His judgmental parents (Jeff Garlin and Leslie Mann) and older sister (Anna Kendrick), who wish he were different, certainly don’t know that Norman will soon be front and center when a witch’s curse ravages the community on its 300th anniversary, spilling from the grave zombies who immediately terrify the townspeople. The citizens persecute the undead for virtually the same reason spelling-challenged Alvin (Christopher Mintz-Plasse) bullies Norman and his new pal Neal (Tucker Albrizzi), who feels no shame for his weight, irritable bowel syndrome or kitten lunchbox. Bullying’s part of human nature, Neal says, and if Norman were bigger and stupider, he might be a bully too.
Clever and sweet, funny and spooky, this coming-of-age ghost story from the studios behind "Coraline" tremendously blends the horrors of monster movies and the horrors of youth into an allegory about the fear that drives bigotry. While packing the screen with endearing, witty details (Norman’s ringtone is the “Halloween” theme), writer/co-director Chris Butler advocates taking the high road in a world in which revenge only fuels resentments and being different can cause alienation at any age.
A few familial relationships seem underdeveloped, and the exceptional first-act pace loses steam later on.

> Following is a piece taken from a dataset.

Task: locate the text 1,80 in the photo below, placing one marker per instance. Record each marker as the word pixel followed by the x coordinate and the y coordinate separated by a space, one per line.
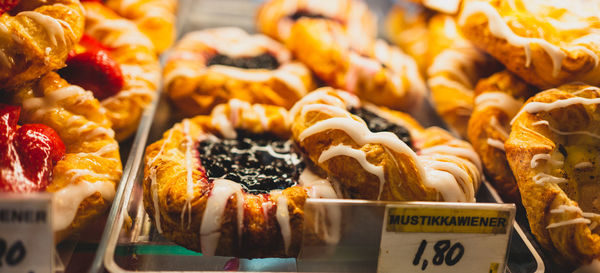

Still, zombie movies haven’t felt so rejuvenated since “Zombieland,” a great horror-comedy that tweaked horror conventions into a fast, hilarious road movie. “ParaNorman,” which also features an excellent, against-type vocal performance from Casey Affleck as Neal’s dimwitted, muscular older brother, does it one better: This triumph salutes the fun of scary movies, but in real life dares to consider the person unfairly labeled as a monster.